THE State owned Tanzania Telecommunications Limited TTCL, yesterday inked a 328bn/- or 182 million dollars deal with Huawei Technologies aimed at helping the national telephone communication build its landline and mobile ICT networks.
Speaking at the signing ceremony in Dar es Salaam, the TTCL Chief Executive Oficer, Dr Kamugisha Kazaura, said the first phase of the project will be completed by June, this year.
He noted that the projects in the deal involve building of a 4G Long Term Evolution, 3G UMTS and 2G GSM, technologies which will help TTCL to expand its services across the entire country at more sophisticated quality.
He pointed out that the technologies would help the company offer higher quality data services. The agreement involves procurement of equipment to take telecommunication services to rural areas under Universal Communications Service Access Fund (UCSAF).

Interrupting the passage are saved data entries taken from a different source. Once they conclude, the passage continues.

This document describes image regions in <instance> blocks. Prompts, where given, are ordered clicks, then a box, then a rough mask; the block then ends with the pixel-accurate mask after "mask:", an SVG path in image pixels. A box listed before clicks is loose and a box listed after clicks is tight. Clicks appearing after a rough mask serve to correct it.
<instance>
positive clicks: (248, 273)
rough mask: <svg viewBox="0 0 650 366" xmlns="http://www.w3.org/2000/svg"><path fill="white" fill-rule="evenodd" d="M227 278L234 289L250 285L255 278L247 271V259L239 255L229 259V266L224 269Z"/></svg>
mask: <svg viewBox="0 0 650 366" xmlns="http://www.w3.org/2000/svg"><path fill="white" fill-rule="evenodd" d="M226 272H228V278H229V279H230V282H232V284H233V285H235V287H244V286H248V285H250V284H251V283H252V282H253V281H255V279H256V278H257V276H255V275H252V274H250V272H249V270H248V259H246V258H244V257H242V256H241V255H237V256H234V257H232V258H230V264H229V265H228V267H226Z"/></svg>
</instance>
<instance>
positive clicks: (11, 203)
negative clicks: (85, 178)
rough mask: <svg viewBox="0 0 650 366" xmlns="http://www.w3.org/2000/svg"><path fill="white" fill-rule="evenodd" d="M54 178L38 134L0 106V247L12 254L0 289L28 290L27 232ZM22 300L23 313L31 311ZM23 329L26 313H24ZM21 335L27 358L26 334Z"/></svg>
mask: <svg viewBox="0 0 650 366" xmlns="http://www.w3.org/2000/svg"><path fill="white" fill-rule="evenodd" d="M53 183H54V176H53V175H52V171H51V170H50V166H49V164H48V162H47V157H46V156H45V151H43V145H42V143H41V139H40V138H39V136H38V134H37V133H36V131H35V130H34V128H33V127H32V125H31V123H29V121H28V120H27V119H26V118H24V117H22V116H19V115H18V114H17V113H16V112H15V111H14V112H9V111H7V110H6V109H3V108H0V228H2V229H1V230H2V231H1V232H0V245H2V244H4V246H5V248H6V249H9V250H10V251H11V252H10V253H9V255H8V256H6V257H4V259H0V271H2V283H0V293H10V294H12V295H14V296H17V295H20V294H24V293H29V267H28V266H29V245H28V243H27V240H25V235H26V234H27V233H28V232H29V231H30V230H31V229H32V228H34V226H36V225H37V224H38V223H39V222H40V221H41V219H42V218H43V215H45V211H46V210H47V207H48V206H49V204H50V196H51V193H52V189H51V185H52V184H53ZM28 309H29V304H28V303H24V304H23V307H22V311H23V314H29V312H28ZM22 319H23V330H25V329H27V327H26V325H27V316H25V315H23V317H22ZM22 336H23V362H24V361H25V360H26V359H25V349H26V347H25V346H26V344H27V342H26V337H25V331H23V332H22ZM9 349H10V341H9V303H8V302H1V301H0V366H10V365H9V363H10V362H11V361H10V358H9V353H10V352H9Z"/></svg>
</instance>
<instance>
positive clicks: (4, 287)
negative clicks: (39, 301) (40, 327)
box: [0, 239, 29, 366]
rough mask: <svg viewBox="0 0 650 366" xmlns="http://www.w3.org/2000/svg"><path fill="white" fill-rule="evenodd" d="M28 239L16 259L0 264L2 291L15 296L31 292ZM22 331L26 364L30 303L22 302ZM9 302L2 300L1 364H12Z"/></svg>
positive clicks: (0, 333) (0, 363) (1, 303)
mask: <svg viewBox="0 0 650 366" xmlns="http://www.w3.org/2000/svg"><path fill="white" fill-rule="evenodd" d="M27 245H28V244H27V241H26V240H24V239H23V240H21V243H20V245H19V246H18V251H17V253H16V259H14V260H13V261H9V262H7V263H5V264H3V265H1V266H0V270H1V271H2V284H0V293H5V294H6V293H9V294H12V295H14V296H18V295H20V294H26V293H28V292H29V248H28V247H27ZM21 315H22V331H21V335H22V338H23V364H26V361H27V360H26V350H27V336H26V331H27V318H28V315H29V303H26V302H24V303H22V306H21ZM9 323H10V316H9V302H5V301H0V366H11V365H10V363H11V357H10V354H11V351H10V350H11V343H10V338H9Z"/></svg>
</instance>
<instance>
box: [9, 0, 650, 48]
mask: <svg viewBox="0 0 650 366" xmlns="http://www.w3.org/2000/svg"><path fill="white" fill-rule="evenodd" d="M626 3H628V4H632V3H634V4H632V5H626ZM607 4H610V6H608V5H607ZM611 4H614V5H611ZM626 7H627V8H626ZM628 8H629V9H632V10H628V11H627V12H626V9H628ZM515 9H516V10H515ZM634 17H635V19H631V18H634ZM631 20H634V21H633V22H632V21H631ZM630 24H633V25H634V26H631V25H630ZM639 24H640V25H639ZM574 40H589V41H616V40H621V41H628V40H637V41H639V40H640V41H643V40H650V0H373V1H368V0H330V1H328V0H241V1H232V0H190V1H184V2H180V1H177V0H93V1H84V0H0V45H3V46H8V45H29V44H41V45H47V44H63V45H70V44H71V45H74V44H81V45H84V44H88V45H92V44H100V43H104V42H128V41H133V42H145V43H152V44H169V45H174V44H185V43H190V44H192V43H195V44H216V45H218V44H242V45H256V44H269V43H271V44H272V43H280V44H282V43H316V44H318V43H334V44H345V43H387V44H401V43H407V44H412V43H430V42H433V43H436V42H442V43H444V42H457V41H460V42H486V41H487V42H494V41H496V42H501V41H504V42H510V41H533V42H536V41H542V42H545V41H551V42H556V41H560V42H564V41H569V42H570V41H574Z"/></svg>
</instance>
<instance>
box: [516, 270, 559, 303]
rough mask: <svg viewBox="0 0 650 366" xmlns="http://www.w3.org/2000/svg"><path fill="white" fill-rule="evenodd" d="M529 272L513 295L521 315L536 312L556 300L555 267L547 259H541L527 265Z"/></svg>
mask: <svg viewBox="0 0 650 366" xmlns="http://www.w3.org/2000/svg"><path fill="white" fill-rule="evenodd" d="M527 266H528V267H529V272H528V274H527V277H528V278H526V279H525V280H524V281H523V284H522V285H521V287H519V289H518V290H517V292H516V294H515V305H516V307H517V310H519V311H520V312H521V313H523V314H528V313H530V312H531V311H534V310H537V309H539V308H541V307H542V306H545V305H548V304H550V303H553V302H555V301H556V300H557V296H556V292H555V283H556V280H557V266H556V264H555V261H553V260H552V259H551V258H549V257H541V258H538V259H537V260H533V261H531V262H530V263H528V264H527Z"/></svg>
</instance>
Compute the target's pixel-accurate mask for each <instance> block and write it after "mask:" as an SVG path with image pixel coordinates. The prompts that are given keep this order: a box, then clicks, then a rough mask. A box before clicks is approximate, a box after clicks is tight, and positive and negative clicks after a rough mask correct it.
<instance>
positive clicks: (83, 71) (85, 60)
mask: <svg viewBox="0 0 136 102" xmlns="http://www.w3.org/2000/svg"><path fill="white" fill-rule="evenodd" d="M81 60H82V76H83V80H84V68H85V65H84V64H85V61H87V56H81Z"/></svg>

UCSAF has been established by Universal Communications Service Access Act, 2006, with the key objective of fostering social and economic development in rural and urban areas through ICT intervention.
Other Objectives of Fund’s establishment include ensuring the availability of communication services in rural and urban underserved areas.
Dr Kamugisha said TTCL has won the contract to take telecommunications services to 69 wards that make up over 400 villages with over 500,000 residents.
Under the UCSAF project, TTCL will get 10 million US dollars for construction of infrastructure in earmarked wards. The agreement between Huawei and TTCL is part of the latter management efforts to improve services and expand them to reach more people across the country.
In a comprehensive plan that seeks to take advantage of the resilience of Tanzania’s National ICT Broadband Backbone, TTCL has recently won deals to sell more gigabytes of internet bandwidth as a commodity to neighbouring countries.
The nation has already closed a 6.7 million dollar, 10-year deal to supply 1.244 gigabytes of internet bandwidth to Rwanda. This means Tanzania becomes the first country in the region to start selling internet bandwidth to other East African Community (EAC) states thanks to the laying of the international submarine fibre-optic cable.
The deal was hailed as testimony to the firm’s growing international reputation. The deal is the biggest of its kind in Tanzania and the region in general.
Under the deal, TTCL is expected to test, install, configure, commission and activate a temporary link with 155 megabytes bandwidth per second by the end of this month.
The state-owned telecommunications firm’s chief said the government’s vision to transform the country into a communication hub for Africa is now within reach.